XIII. Industrial Property & Copyrights 
1. In the event of claims on the Customer because of breach of an industrial property right or a copyright in using our deliveries or services, we shall be responsible to obtain justice for the Customer to continue using such deliveries or services, always providing that the Customer gives immediate written notice of such third-party claims. We reserve our right to take appropriate defensive and out-of-court actions in such cases. If, despite such defensive actions, it proves impossible to continue using our deliveries or services under reasonable economic conditions, it shall be understood as agreed that we may, at our discretion, modify or replace the particular delivery or service for removal of a legal deficiency, or reship such delivery or service with refunding of the sales price previously paid to us less a certain deduction to account for the age of the delivery or service in question.
2. No further claims by the Customer, alleging infringement of industrial property or copyrights, shall be accepted on our part, if we have not been shown either to have violated essential contractual commitments (cardinal duties) or to have intentionally or grossly negligently breached another contractual duty. We shall have no liability where breaches of rights are caused by exploiting our deliveries or services in any other way than quoted by us or operating these together with any other than our own deliveries or services.
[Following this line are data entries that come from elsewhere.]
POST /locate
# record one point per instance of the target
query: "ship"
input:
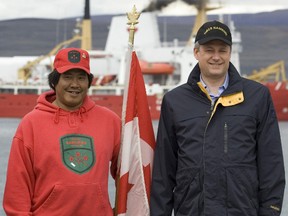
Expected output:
(164, 65)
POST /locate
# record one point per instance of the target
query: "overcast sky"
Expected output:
(56, 9)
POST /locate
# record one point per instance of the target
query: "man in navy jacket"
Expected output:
(218, 146)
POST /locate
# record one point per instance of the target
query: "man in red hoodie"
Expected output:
(62, 150)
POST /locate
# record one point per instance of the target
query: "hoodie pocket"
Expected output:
(79, 199)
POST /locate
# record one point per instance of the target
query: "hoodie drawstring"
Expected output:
(56, 116)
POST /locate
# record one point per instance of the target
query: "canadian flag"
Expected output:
(137, 147)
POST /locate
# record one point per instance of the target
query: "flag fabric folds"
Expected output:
(137, 147)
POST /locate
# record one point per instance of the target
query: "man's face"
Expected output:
(71, 89)
(213, 58)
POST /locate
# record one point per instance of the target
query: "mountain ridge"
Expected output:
(264, 35)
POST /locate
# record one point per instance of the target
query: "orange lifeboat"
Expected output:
(156, 67)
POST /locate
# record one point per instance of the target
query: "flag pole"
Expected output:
(132, 17)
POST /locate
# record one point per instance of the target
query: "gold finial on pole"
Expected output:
(133, 17)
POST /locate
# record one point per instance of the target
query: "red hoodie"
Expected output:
(59, 160)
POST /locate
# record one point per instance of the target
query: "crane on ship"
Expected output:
(273, 73)
(83, 33)
(202, 7)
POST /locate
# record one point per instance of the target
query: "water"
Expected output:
(9, 125)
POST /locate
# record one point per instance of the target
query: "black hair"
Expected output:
(54, 76)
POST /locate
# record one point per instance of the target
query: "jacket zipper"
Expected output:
(225, 138)
(203, 156)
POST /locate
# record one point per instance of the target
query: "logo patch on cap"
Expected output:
(74, 56)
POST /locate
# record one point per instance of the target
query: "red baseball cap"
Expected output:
(72, 58)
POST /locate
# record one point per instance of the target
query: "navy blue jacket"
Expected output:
(218, 159)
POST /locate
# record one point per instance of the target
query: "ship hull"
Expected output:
(16, 106)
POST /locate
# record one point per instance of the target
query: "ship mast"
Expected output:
(201, 17)
(86, 42)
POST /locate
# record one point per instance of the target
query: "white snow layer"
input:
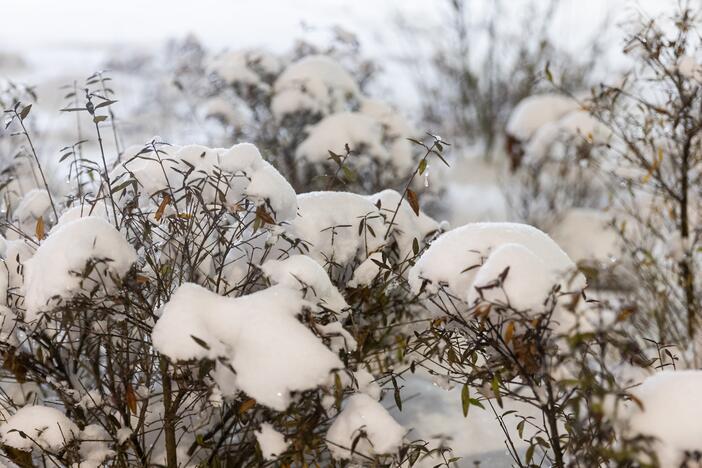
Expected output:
(367, 419)
(247, 175)
(271, 352)
(471, 257)
(46, 427)
(671, 413)
(272, 442)
(315, 83)
(534, 111)
(57, 266)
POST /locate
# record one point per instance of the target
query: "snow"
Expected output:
(555, 138)
(302, 272)
(272, 442)
(272, 353)
(45, 427)
(363, 414)
(535, 111)
(489, 248)
(671, 413)
(319, 212)
(34, 205)
(55, 268)
(94, 449)
(247, 67)
(407, 225)
(315, 83)
(585, 234)
(249, 175)
(362, 133)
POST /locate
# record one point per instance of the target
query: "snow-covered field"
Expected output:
(231, 237)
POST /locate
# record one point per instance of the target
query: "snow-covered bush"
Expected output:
(511, 324)
(185, 307)
(653, 166)
(555, 148)
(314, 116)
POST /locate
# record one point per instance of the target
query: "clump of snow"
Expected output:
(585, 234)
(473, 255)
(670, 413)
(364, 418)
(248, 67)
(317, 84)
(56, 267)
(329, 221)
(272, 442)
(247, 175)
(34, 205)
(47, 428)
(301, 272)
(535, 111)
(407, 225)
(271, 352)
(94, 448)
(555, 138)
(690, 67)
(360, 131)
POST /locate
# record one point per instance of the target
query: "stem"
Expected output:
(36, 159)
(107, 175)
(168, 417)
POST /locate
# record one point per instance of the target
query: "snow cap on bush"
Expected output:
(56, 267)
(468, 258)
(259, 335)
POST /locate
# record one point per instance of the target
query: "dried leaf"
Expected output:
(162, 207)
(131, 399)
(247, 405)
(413, 201)
(39, 230)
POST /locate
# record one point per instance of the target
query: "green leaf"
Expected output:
(25, 112)
(547, 71)
(200, 342)
(496, 390)
(465, 399)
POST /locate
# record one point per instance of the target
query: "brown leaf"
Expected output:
(162, 207)
(131, 399)
(509, 332)
(247, 405)
(413, 201)
(39, 230)
(263, 215)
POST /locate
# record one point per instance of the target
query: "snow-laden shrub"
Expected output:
(554, 147)
(313, 115)
(189, 308)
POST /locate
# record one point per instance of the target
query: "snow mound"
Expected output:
(247, 175)
(473, 255)
(407, 225)
(46, 427)
(317, 84)
(670, 413)
(271, 352)
(272, 442)
(363, 416)
(56, 267)
(535, 111)
(362, 133)
(329, 223)
(248, 67)
(301, 272)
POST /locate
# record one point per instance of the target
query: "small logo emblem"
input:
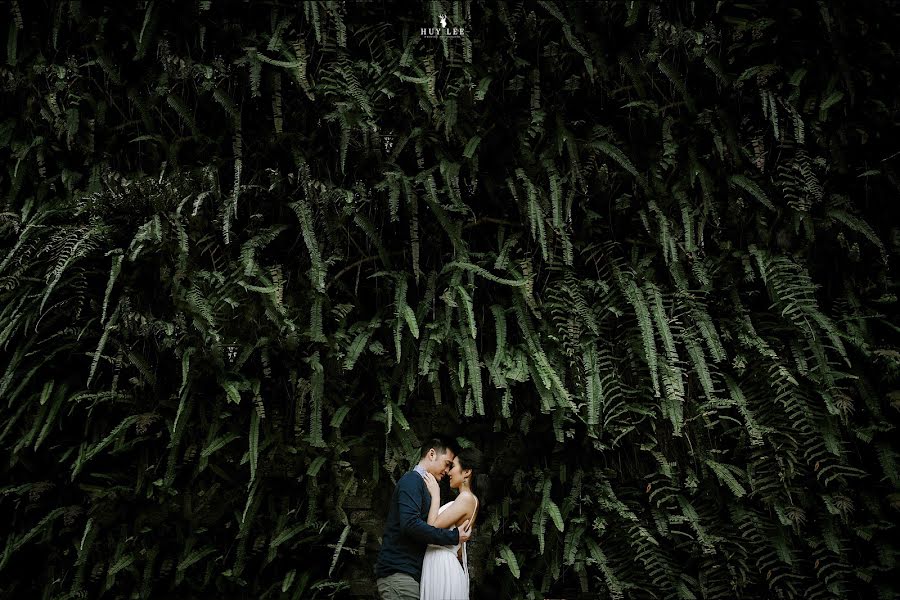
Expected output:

XIV. Manufacturing to Customer Instructions
 
1. For products manufactured to the customer's drawing documentation, samples and other customer instructions, we shall assume no responsibility or liability as to their fitness for operation or, if containing other defects, if and to the extent that identified circumstances are the result of customer instructions.
2. The Customer shall hold us safe and harmless against any claims, including product liability claims, which a third party may have made to us with reference to damage caused by delivered goods, unless we are shown to have deliberately caused such damage or caused it through gross negligence.
3. The Customer warrants to us that no goods which are manufactured and delivered to his own instructions will violate any right of a third party. In the event of a claim for infringement of patent rights being made to us, we shall, at our discretion, and without conducting a legal examination of such potential third-party claim be able to cancel the corresponding contract after hearing the Customer's oral statement, unless such third party renounces such patent rights in a written note to us within a time of eight (8) days. The Customer shall compensate any damage we may have suffered as a result of a claim for violation of patent rights. In the event of a withdrawal, all contractual work performed up to that moment shall be refunded. This shall not affect any further going rights under legal regulations.
4. All moulds, tools and engineering design documentation that was created for the handling of a custom order shall remain our sole property. The Customer shall have no legal claim to such tools, even though he may have shared in the costs of manufacturing required moulds, tools and engineering design documentation, always provided that nothing to the contrary has been agreed.

XV. Secrecy

Unless otherwise expressly stipulated in writing, no information provided to us in connection with orders shall be regarded as confidential, unless their confidential nature is obvious.

XVI. Place of Fulfillment, Legal Venue & Applicable Law
1. The place of fulfillment shall be the supplier's plant for deliveries ex works, and the warehouse for all other types of delivery.
2. The legal venue for any disputes arising from this contract shall be, at our discretion, either our principal place of business or the Customer's principal office. The venue for legal action by the Customer shall in any case be our principal place of business. Any statutory regulations governing exclusive jurisdictional competence shall remain unaffected.
3. All legal relations between the Customer and us shall be construed in accordance with the laws of the Federal Republic of Germany. The UN Convention on Contracts for the International Sale of Goods (CISG) shall not apply.